Monitor and Manage Queues

The C3 Agentic AI Platform uses queues to parallelize work and run asynchronous logic in the background. As an example, batch jobs, cron jobs, and data integration jobs use queues to manage the lifecycle of a job.

When logic needs to run asynchronously, one or more entries are added to a queue. When a task node has resources available, it picks one or more entries for execution.

Overview of queues

Jobs and actions that are triggered within the application environment are processed through queues. The following overview provides a summary of the types and categories of queues available in the C3 Agentic AI Platform.

Types of queues

There are multiple kinds of queues, but they all fall in one of these categories.

Category	Description
Action	Execute an asynchronous action.
Job	Execute a compute and memory intensive job.
Data Invalidation	Re-compute calculated data when its dependencies changed.
Data Load	Load data from external systems.

List of queues

There is a queue for each different kind of logic that must be executed.

Queue	Type	Description
`ActionQueue`	Action	General purpose queue for invoking any C3 action asynchronously like persisting data in the database.
`BatchQueue`	Job	Handles all batch jobs created by users or the platform.
`CalcFieldsQueue`	Data Invalidation	Refreshes values in `stored calc` fields that have become invalidated due to data that they depend on changing.
`ChangeLogQueue`	Data Invalidation	Generic queue to track and listen for changes in data.
`CloudInvalidationQueue`	Data Load	Generic queue for cloud data processing. See below.
`CronQueue`	Job	Handles all cron jobs based on their schedules.
`FileDataQueue`	Data Load	Generic queue for file data processing. See below.
`HierDenormQueue`	Action	Updates existing hierarchy de-normalizations due to changes that altered the hierarchy of the structure.
`MapReduceQueue`	Job	Handles all map-reduce jobs create by users or the platform.
`MetricDepsQueue`	Data Invalidation	Used to update the metric dependency cache when data changes.
`MetricsQueue`	Data Invalidation	Used to invalidate cached metrics when data changes that invalidate the cached values.
`NormalizationQueue`	Data Invalidation	Used for invalidation and incremental normalization of timeseries data.
`PiiQueue`	Data Invalidation	Used to manage personal identifiable information access audits.
`PopulateAclQueue`	Data Invalidation	Used to update access control list entries.
`SourceQueue`	Data Load	Generic queue used for asynchronous processing of data sources.
`SourceStatusQueue`	Data Load.	Used to process data integration status messages to asynchronously source and target status.
`WorkflowQueue`	Job	Handles all workflow processing.

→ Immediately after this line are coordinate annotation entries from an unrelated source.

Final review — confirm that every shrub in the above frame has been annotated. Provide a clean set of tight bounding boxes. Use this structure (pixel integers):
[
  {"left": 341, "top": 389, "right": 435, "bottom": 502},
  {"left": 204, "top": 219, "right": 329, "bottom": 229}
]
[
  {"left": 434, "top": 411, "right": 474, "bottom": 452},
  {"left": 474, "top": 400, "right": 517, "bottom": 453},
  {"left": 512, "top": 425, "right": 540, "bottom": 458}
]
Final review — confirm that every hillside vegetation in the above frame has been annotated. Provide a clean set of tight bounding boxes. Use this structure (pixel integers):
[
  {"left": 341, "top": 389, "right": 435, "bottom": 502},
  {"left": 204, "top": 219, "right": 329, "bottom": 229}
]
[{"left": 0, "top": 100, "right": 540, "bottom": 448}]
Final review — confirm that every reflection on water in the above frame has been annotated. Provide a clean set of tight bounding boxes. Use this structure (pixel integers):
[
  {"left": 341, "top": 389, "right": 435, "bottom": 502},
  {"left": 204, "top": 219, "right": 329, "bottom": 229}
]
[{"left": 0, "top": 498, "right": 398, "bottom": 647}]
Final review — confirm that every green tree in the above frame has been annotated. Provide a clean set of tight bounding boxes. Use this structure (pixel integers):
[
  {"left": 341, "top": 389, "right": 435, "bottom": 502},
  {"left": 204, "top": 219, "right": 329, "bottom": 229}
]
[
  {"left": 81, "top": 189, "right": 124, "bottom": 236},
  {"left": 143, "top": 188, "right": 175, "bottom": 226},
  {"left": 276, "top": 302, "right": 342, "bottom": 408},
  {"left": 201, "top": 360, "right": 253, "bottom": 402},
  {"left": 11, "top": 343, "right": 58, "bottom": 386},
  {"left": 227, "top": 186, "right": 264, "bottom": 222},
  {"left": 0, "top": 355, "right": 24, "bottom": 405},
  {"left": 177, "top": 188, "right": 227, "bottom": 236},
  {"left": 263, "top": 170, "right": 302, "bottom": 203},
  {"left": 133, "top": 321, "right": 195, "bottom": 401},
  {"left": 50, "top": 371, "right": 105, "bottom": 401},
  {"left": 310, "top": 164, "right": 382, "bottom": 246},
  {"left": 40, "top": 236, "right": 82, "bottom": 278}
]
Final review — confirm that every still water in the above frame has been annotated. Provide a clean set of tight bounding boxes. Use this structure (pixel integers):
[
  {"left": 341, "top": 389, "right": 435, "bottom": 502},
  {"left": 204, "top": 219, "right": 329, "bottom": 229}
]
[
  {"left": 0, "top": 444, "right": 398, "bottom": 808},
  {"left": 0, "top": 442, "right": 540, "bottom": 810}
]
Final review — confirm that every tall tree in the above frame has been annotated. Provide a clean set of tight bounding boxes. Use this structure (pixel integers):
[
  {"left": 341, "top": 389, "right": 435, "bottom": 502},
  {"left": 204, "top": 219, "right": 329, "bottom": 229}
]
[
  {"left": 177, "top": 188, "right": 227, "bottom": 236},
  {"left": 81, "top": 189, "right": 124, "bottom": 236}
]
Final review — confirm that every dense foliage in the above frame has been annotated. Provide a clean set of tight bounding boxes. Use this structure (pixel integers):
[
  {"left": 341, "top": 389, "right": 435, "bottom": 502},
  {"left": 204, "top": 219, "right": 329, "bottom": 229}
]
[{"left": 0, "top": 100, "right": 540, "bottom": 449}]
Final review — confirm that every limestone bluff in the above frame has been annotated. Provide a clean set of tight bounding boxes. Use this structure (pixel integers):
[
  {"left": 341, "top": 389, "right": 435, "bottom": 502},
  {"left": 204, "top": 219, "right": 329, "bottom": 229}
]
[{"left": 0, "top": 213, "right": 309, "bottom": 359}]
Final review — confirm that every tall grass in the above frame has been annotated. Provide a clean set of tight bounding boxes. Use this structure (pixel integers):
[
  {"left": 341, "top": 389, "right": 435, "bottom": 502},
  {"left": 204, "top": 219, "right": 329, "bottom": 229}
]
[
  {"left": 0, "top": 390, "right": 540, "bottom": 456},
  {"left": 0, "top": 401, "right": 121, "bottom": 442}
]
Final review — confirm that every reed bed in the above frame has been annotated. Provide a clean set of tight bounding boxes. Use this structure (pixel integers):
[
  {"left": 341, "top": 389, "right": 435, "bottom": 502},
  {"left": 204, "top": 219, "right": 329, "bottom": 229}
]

For cloud data processing, there are multiple queues.

Queue	Type	Description
`EventHubQueue`	Data Load	Used to import data from Azure Event Hub.
`KafkaQueue`	Data Load	Used to import data from Apache Kafka.
`KinesisQueue`	Data Load	Used to import data from Amazon Kinesis.
`SqsQueue`	Data Load	Used to import data from Amazon SQS.

Overview of queue management

Queue Management helps you monitor and perform basic administrative actions on those queues.

For example, you might choose to pause one or more queues if a reoccurring error is discovered in a MapReduce job. In this instance, a typical workflow would be to fix the application code error, deploy the application fix, unpause the MapReduce Queue, then finally, recover (reprocess) the failed actions in the MapReduceQueue using the queue management tooling in the C3 Agentic AI Platform.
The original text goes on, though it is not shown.